The New York Fed chief said it would be natural for interest rates to decline as inflation falls but the timing and speed of any cuts would be dependent on the path of inflation and the economy.

John Williams

Federal Reserve Bank of New York President John Williams said monetary policy is now tight enough to guide inflation back to the Fed’s target, but suggested policymakers need more evidence of cooling inflation before cutting interest rates.

“My base case is that the current restrictive stance of monetary policy will continue to restore balance and bring inflation back to our 2% longer-run goal,” Williams said Wednesday in White Plains, New York.

WATCH: Federal Reserve Bank of New York President John Williams says monetary policy is restrictive enough to guide inflation back to the Fed’s 2% inflation target.Source: Bloomberg
WATCH: Federal Reserve Bank of New York President John Williams says monetary policy is restrictive enough to guide inflation back to the Fed’s 2% inflation target.Source: Bloomberg

“I expect that we will need to maintain a restrictive stance of policy for some time to fully achieve our goals, and it will only be appropriate to dial back the degree of policy restraint when we are confident that inflation is moving toward 2% on a sustained basis,” he said.

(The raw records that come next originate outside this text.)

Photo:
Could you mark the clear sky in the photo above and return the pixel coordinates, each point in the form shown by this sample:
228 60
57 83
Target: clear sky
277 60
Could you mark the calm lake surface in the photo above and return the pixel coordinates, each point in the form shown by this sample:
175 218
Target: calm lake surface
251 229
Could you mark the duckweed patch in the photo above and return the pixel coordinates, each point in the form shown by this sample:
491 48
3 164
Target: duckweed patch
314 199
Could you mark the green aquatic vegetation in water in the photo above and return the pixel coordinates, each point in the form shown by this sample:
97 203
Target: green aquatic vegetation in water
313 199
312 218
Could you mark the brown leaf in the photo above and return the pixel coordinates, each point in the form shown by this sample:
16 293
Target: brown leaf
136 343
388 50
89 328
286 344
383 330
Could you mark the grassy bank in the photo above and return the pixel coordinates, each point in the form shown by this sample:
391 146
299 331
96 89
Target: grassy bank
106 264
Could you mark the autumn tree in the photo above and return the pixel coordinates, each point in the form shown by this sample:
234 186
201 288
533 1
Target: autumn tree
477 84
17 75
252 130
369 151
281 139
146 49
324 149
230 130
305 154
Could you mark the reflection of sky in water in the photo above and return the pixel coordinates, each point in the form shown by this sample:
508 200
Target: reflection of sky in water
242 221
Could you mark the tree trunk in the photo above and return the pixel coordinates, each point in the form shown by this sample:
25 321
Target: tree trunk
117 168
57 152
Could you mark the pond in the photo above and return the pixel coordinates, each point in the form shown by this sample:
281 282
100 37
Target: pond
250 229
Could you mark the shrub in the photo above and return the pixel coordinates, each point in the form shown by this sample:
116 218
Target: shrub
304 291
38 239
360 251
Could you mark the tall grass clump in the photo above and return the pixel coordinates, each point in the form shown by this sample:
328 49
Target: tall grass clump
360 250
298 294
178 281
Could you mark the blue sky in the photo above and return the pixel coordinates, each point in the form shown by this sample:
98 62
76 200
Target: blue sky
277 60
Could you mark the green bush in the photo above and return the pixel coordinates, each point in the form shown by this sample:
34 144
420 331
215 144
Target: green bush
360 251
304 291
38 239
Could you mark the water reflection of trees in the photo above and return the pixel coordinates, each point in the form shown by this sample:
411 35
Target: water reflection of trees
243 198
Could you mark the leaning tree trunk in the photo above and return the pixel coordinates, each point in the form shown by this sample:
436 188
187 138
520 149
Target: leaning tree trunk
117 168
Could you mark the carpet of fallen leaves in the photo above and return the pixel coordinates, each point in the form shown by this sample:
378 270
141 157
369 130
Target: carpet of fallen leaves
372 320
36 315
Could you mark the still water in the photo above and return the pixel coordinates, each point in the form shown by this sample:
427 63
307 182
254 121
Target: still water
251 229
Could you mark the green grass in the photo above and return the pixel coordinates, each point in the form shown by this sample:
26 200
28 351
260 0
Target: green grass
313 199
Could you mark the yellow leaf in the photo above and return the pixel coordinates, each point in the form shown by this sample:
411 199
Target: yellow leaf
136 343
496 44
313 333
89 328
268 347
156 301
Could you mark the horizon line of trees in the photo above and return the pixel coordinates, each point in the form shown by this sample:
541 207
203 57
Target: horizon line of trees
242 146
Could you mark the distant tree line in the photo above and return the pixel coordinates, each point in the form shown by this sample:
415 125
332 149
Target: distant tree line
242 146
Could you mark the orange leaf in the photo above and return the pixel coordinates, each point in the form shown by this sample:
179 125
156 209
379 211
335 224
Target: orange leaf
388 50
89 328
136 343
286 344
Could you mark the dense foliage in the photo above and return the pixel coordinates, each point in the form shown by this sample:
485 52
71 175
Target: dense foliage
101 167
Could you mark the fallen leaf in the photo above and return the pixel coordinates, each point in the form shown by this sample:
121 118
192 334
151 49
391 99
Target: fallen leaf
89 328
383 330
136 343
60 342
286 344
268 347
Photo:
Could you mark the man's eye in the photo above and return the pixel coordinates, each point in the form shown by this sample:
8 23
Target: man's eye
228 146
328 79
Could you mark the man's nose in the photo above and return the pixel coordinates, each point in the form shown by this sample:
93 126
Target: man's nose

The New York Fed chief said it would be natural for interest rates to decline as inflation falls — a sentiment expressed by several other policymakers in recent weeks — but the timing and speed of any cuts would be dependent on the path of inflation and the economy. 

“As inflation comes down over time” and the economy and labor market re-balances, Williams said, “my expectation is interest rates will also come down over time.”

“The timing of when that happens and the speed at which that happens will depend on how inflation evolves, how the economy evolves,” he said.

Read more: Do You Dot Plot? Understanding How the Fed Forecasts: QuickTake

The tone of Williams’ comments differed from those he made on Dec. 15, when he said the near-term question for Fed officials was whether policy was “sufficiently restrictive” to ensure inflation comes back to 2%. At the time, he also added that officials “aren’t really talking about rate cuts.” 

Policymakers are expected to leave interest rates steady when they meet this month, giving themselves more time to evaluate the economy after raising rates aggressively from near zero to above 5%. At the same time, bond traders are betting on an abrupt end to the central bank’s tightening cycle, though expectations of a March interest-rate cut have eased. 

Not ‘Stuck’

Data released last week showed the US job growth picked up in December and wage gains exceeded expectations. That labor market strength has fueled steady consumer spending and healthy economic growth despite high lending costs. Meanwhile, inflation has slowed, and consumer price data released Thursday is expected to show further softening. 

Williams also appeared more optimistic about the outlook for inflation.

“I’m not worried about inflation kind of getting stuck at too high a level — like 3 or 4% — right now,” he said. “Things are moving in the right direction.”

In his latest speech, Williams also pushed back on Dallas Fed President Lorie Logan’s assertion that policymakers should begin discussing slowing its balance-sheet runoff, a process known as quantitative tightening. He said bank reserves are little changed from levels seen before the central bank embarked on QT.  

“In its plans, the FOMC said that to ensure a smooth transition it intends to slow and then stop the decline in the size of the balance sheet when reserve balances are somewhat above the level it judges to be consistent with ample reserves,” he said. “So far, we don’t seem to be close to that point.” 

Williams, however, acknowledged that demand for reserves is much higher than it was that last time the Fed talked about slowing the first round of QT, but it’s unclear how much larger the amount is.

Minutes of the Fed’s December gathering showed several participants said it would be appropriate to begin discussing the guidance that would determine when the Fed starts tapering the unwind, sparking a wave of discussion among market participants as to when the central bank will begin pulling back.

Willliams also pointed to recent remarks by Michael Barr, the Fed’s vice chair for supervision, that the central bank is unlikely to extend an emergency loan program that it started last year during the regional banking crisis. Williams said the program had achieved its goal and served its intended purpose of making sure liquidity was available. 

(Adds additional comment from Williams to reporters in 14th paragraph.)